Similar to the spectra recorded with hRpn2-bound hRpn13 present, we detected NOE interactions between distal ubiquitin L73 and proximal ubiquitin R54 or Y59 for the free K48-diubiquitin sample (Figure 5D, right panel). These NOEs were weaker compared to when hRpn2-bound hRpn13 was present (Figure 5D, right panel versus 4B) and also compared to the NOEs representative of the K48-diubiquitin ‘closed’ conformation (Figure 5D).
Altogether, our data indicate that free K48-diubiquitin exists in solution predominately in the ‘closed’ conformation, but also in an extended conformation that orients distal L73 towards a proximal ubiquitin surface at R54 and Y59 and that this latter conformational state is selected for by hRpn2-bound hRpn13 (Figure 5E); for simplicity, we henceforth refer to this state as ‘extended’. The extended K48-diubiquitin state is dynamic but does not include the ‘open’ conformation observed by x-ray crystallography (Figure S4D), which does not orient distal L73 towards the Y59-centered proximal ubiquitin surface.
Comparison with previous structures of hRpn13 complexes with ubiquitin
hRpn2-bound hRpn13 Pru complexed with monoubiquitin has been crystallized to have two conformational states per asymmetric unit, which superimpose onto hRpn2-hRpn13 Pru bound to the proximal ubiquitin with an RMSD of 0.968 Å (Figure 6A, dark red) or 0.963 Å (Figure 6A, gray) (VanderLinden et al., 2017). Thus, the binding interactions in these complexes are similar. Some subtle differences exist involving L8 and as expected, K48. In the crystal structures, ubiquitin L8 is spatially close to hRpn13 F76 and P77 (for PDB 5V1Y-1) or F76, P77 and P131 (for PDB 5V1Y-2) (Figure 6B, red and gray). We detected intermolecular NOE interactions from proximal or distal ubiquitin L8 to hRpn13 F76 (Figure S3) but not to P77 or P131. Both proximal and distal ubiquitin I44 and V70 also have NOEs to hRpn13 F76 (Figure S3). Thus, in Ternary-P and Ternary-D, proximal L8 is close to hRpn13 F76, but further away from P77 and P131 than in the crystal structures with monoubiquitin (Figure 6B).

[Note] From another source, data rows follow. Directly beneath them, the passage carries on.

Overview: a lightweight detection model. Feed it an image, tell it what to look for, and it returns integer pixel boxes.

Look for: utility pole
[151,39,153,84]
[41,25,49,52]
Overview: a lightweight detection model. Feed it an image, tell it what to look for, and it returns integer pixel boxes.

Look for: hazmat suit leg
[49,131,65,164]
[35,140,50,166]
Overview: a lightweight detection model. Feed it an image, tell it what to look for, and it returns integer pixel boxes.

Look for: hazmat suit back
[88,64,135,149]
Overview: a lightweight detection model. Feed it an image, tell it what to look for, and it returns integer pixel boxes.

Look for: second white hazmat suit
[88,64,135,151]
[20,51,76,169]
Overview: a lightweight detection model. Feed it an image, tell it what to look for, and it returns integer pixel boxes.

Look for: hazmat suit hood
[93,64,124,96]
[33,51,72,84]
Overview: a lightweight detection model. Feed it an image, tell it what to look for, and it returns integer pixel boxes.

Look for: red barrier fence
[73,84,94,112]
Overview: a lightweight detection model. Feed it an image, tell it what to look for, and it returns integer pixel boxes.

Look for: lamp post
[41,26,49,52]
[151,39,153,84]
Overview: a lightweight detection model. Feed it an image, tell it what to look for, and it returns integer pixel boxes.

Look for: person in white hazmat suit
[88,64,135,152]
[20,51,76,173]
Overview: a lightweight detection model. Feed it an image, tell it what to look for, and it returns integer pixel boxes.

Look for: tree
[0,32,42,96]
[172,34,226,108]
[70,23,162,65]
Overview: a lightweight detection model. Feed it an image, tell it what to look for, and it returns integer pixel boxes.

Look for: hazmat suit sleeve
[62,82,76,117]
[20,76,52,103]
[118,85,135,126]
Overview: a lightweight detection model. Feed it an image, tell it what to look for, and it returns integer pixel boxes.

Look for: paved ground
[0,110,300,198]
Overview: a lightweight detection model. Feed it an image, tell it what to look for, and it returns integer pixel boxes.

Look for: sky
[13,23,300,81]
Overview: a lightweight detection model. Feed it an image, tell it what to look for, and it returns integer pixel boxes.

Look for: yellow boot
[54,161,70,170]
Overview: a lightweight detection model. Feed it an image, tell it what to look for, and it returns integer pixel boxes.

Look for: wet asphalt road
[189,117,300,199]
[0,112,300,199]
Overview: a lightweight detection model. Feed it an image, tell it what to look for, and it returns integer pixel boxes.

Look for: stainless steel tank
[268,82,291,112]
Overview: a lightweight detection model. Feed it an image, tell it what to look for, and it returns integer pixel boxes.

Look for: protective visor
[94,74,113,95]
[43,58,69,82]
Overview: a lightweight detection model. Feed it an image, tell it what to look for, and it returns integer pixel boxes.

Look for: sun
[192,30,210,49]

In the crystal structures with monoubiquitin, K48 adopts multiple conformations (Figure 6C, red, gray or black). When linked to G76 however K48 converges (Figure 1C) to interact with hRpn13 L73 and K103 (Figure 6C). These interactions are indicated by myriad NOEs between these residues (Figures 3D and S1). The isopeptide bonded K48 sidechain is closer to hRpn13 L73 methyl groups compared to in the structures with monoubiquitin (Figure 6C), a conformational change likely favored by loss of the positive charge. In addition, the aforementioned hydrogen bond between the hRpn13 K103 ε-ammonium group and the carbonyl oxygen of the isopeptide bonded ubiquitin G76 is enabled by the shifting of proximal ubiquitin K48 towards hRpn13 K103 (Figure 6C).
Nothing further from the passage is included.